The Shurl and Kay Curci Foundation has provided funding to support the efforts of some entrepreneurial University of California students to manufacture and distribute hand sanitizer – a product that is in high demand as COVID-19 expands across the globe.

Spearheaded by Abrar Abidi and Yvonne Hao, with the guidance of professors Robert Tjian and Xavier Darzacq, a team of enterprising Berkeley students began manufacturing hand sanitizer at the school. What began as a five-gallon-per-week voluntary effort quickly expanded to 300 gallons per week. Thus far, the students have furnished and distributed over 5,000 gallons of hand sanitizer to local homeless shelters, public housing developments, county jails, public transport operators, nursing homes, healthcare facilities, essential workers, small businesses, food banks and indigenous communities.

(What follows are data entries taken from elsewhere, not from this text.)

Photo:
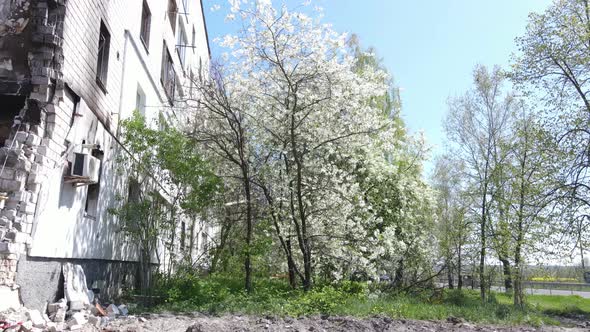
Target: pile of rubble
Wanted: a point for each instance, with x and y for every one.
(60, 317)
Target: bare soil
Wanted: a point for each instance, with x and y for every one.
(203, 323)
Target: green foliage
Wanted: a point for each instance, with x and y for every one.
(224, 294)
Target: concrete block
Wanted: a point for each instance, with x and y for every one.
(77, 319)
(21, 196)
(123, 310)
(8, 248)
(77, 305)
(5, 222)
(94, 321)
(59, 316)
(20, 136)
(54, 307)
(113, 310)
(28, 208)
(7, 174)
(36, 317)
(27, 326)
(33, 140)
(10, 185)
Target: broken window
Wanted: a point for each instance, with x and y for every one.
(193, 39)
(104, 41)
(172, 11)
(11, 107)
(181, 44)
(91, 208)
(182, 235)
(140, 101)
(168, 75)
(204, 242)
(134, 191)
(146, 19)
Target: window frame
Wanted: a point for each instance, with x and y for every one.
(173, 14)
(146, 23)
(167, 69)
(102, 63)
(193, 39)
(181, 44)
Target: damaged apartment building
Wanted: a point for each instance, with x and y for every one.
(70, 71)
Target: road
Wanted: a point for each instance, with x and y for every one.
(550, 292)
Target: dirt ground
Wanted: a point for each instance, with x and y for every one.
(203, 323)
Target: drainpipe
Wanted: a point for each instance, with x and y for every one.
(117, 131)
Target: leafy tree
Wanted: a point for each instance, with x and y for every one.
(323, 142)
(451, 209)
(477, 123)
(553, 65)
(169, 182)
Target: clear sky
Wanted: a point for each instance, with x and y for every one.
(429, 46)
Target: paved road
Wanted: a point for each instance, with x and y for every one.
(550, 292)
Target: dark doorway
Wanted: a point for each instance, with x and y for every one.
(10, 106)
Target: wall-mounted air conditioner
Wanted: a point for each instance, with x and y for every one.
(85, 169)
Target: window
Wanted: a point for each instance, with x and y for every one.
(91, 207)
(193, 39)
(11, 107)
(192, 83)
(140, 101)
(204, 245)
(181, 44)
(168, 75)
(182, 235)
(172, 11)
(146, 19)
(104, 41)
(134, 191)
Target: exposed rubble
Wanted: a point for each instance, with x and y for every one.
(62, 317)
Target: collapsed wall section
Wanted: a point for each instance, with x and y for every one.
(30, 86)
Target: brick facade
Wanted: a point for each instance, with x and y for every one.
(52, 73)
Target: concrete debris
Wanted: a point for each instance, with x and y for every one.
(61, 317)
(36, 318)
(123, 310)
(54, 307)
(98, 310)
(94, 321)
(113, 310)
(75, 284)
(77, 319)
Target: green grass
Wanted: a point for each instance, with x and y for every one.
(218, 295)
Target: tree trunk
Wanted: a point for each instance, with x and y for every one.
(507, 273)
(450, 274)
(482, 253)
(247, 261)
(291, 266)
(398, 279)
(459, 267)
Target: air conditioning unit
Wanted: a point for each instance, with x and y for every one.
(85, 169)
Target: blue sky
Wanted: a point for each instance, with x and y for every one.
(429, 46)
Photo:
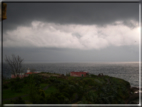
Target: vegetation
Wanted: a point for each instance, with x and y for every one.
(59, 89)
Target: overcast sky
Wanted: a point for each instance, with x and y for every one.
(72, 32)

With a grant of $100,000 from the Curci Foundation, Abrar and Yvonne quickly mobilized their team involving 11 labs at U.C. Berkeley, 100 active student volunteers and over 200 organizations around the San Francisco Bay area and elsewhere in order to provide the Four Corners Navajo reservation with badly-needed hand sanitizer. The reservation, which is notoriously short of water for washing hands and is experiencing unprecedented rates of infection, was in dire need of assistance in its fight against COVID-19.

The funding from the Curci Foundation will allow the team’s very efficient and lean organization to continue providing not only FDA-approved hand sanitizer solutions, but also home-made high-quality face masks and disinfectant wipes to a diversity of community organizations for 6-9 months, as the pandemic continues to spread.